For me, going through a divorce in 2008, I have found myself alone on many a holiday. On my Facebook memory feed, I found this post from 2011:
'For many, Thanksgiving is a blessing. For others, it is difficult to dig up what they are thankful for... Life is difficult. Planet Earth is a foreign place. Those of us destined for Heaven understand that. As I read everyone's posting, I can feel lonely for my children and their children... or, I can be thankful they are in my life at all. I will choose to be thankful they are in my life...
Divorce is a tragedy. It alters realities, It forever changes lives. I know mine is altered and changed due to divorce...But, thank the Lord...I have the Holy Spirit to comfort me in these time of loneliness...
My greatest pleasure is the smile on my grand kids faces and the pride in my children's faces as they watch the talents of their own children.
Being separated at Thanksgiving is difficult as I try not to sit in that place of loneliness: Thank you Lord! Thank you Lord for your gift of Cheri, Crystal and David...and all their offspring that have blessed the world... Absolutely beautiful children and I love them all.
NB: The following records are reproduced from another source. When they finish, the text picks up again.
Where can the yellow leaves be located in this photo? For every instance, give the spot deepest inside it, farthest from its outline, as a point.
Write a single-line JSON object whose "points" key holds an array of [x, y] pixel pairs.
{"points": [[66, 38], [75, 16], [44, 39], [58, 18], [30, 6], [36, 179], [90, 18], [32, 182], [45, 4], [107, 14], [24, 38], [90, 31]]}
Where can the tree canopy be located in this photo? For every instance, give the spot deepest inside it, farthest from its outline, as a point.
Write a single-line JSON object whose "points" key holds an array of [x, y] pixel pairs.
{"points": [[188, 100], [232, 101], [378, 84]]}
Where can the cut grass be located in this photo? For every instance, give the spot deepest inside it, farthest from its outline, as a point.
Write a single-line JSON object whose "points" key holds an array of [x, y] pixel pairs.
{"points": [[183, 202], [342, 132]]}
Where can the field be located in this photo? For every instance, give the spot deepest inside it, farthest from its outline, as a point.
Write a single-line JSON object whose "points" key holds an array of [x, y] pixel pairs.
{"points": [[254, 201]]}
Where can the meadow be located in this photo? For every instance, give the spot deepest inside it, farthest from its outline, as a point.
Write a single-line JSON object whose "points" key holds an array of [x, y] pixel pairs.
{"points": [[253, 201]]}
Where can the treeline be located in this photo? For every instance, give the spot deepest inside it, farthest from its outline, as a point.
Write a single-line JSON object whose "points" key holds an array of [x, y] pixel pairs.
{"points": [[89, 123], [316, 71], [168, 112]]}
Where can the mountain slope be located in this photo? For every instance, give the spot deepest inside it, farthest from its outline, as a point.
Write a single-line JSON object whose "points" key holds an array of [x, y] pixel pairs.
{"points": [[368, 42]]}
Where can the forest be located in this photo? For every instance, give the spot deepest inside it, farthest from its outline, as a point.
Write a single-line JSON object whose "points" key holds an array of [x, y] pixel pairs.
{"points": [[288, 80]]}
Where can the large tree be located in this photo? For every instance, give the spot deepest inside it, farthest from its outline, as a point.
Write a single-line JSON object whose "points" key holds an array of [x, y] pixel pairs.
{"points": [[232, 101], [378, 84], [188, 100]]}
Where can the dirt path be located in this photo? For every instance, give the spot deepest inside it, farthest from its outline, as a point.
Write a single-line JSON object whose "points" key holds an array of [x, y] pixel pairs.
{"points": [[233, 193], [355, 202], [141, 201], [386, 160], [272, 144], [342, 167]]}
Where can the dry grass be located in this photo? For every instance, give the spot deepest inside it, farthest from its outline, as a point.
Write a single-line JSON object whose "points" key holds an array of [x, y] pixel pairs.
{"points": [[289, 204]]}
I am Thankful for YOU...who is reading this posting...that means you care about me... Priceless!
Happy Thanksgiving Everyone... May the Lord bless you!'
Having grown adult children raising children as I do not like to intrude. I am fortunate that my daughter Crystal values the time she spends with me and her kids.
I cooked breakfast for the boys, dinner for the family, did a few art projects and we played at the beach which is just blocks from my house.
These kids are my heartbeat. They are such good kids(with their moments) but great kiddos. Willie is almost 14 and a very good big brother to Nathaniel 7 and Bella 5 months. Nathaniel is learning what ii is to be a big brother to Bella, he is 7. It might take a little while.
This year I feel so blessed. I live in a nice house, family is near and I love where I live. Christmas is around the corner and I know this will be a good one with the kids here. Next year? Who knows. But for me right now, I feel blessed.
I have had some difficult holidays, but I have always made the best of them.